Pennsylvania Gov. Tom Wolf vetoed legislation Monday delaying identification of officers in police-involved shootings, citing the importance of maintaining transparency for the sake of community relations.

“While I am deeply concerned for the safety of the Commonwealth’s police officers, government works best when trust and openness exist between citizens and their government, and as such, I cannot sign into law a policy that will enshrine the withholding of information in the public interest,” Wolf said in his veto message. “These situations in particular – when law enforcement uses deadly force – demand utmost transparency, otherwise a harmful mistrust will grow between police officers and the communities they protect and serve.”

House Bill 1538 would have mandated police departments withhold the names of officers involved in police shootings and other “violent confrontations” for 30 days, or until criminal charges have been filed or an investigation has been completed. Officials who break this rule would face a second-degree misdemeanor charge.

Rep. Martina White, R-Philadelphia, sponsored the bill last year as a way to protect officers and their families from threats and harassment in the wake of publicized uses of force.
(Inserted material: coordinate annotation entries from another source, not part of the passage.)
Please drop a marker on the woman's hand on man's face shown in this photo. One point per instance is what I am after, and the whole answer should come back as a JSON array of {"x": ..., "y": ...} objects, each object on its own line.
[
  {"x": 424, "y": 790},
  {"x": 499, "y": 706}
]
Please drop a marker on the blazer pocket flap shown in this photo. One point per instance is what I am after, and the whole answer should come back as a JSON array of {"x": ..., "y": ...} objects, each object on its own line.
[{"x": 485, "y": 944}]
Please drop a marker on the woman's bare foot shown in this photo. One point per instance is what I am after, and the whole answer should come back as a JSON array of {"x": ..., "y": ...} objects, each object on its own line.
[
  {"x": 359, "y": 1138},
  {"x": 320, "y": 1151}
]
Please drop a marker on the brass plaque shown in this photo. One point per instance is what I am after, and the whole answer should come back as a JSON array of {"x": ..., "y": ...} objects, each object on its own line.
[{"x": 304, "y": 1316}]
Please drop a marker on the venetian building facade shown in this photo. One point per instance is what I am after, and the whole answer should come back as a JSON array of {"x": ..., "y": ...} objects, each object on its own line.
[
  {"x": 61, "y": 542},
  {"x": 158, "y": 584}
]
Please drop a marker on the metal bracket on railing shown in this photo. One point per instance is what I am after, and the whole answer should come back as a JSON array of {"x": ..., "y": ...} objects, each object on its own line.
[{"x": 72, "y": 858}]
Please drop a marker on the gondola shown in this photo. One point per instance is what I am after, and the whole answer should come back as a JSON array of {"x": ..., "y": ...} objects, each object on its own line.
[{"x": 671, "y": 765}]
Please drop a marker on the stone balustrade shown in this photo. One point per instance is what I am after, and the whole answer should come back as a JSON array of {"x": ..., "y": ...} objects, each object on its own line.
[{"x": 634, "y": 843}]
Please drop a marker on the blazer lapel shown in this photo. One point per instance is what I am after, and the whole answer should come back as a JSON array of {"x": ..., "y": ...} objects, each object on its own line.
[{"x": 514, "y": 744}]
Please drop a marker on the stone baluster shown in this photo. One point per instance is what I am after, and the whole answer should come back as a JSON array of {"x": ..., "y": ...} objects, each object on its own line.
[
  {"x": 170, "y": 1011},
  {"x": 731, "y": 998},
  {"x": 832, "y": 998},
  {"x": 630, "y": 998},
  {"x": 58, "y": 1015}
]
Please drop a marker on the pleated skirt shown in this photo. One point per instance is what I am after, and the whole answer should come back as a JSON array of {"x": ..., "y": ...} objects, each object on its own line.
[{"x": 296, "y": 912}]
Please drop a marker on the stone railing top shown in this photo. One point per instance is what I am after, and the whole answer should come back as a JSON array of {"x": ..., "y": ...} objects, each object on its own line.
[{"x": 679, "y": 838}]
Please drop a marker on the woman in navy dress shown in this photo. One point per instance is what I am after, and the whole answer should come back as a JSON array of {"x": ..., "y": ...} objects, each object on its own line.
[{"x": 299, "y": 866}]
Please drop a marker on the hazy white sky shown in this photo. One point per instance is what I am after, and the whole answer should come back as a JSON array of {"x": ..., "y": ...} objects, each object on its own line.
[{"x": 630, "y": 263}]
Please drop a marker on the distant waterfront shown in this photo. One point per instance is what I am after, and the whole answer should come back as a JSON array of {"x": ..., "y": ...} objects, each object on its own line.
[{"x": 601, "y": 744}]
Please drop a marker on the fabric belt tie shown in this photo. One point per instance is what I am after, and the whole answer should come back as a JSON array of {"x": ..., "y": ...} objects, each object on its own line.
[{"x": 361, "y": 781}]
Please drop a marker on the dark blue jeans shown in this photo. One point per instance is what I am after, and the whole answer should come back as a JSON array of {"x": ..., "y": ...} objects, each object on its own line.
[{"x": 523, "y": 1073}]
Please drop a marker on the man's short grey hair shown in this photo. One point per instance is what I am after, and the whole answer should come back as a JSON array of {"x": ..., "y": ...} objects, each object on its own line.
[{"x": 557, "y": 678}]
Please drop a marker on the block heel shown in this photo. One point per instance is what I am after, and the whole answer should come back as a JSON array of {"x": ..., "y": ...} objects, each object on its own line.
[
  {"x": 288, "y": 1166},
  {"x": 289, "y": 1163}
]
“I wish the governor had recognized the importance of protecting police officers and their families,” she said. “In these politically charged times, an officer’s identity should be withheld for at least 30 days in order to allow facts to come to light as to whether the officer should be charged with an offense or cleared, and any threats against the officers or their families have dissipated.”

Under current law, departments follow individual policies regarding the release of officer information. The Philadelphia police, for example, releases an officer’s name within 72 hours — a decision backed by the Department of Justice, but not the city’s Fraternal Order of Police.

John McNesby, president of the FOP’s Philadelphia Lodge 5, called Wolf’s veto “a very disappointing act of abject political cowardice.”

“At a time of widespread deadly assaults on police, Wolf displayed a callous disregard for the safety of Philadelphia Police officers by spinelessly caving to the howling mob of anti-police hate groups,” he said Monday. “Sadly, once again a politician has endangered police in order to protect his own thin political hide.”

HB 1538 passed through the Legislature last month with overwhelming bipartisan support. The 41 elected officials who voted against the bill — nine in the Senate and 32 in the House — argued the decision should have been left at the local level.

The American Civil Liberties Union of Pennsylvania on Monday called the bill a “backlash to the grassroots movement of people calling for fairer treatment by police.”

“By rejecting this bill, Governor Wolf took a stand for transparency and accountability,” said Reggie Shuford, executive director of ACLU of Pennsylvania. “This legislation would have taken us backwards, at the exact time that people are increasingly calling for more openness and fairness from police departments. There is nothing fair or open about withholding information from the public after someone has been injured or killed by an employee who is on the taxpayers’ payroll.”

White vowed Monday to reintroduce the bill come January.

“Shootings are increasingly political,” she said. “That places the lives of our officers and the lives of their family members in danger. While we need transparency whenever police are involved in a shooting, we owe our officers basic protection from threats.”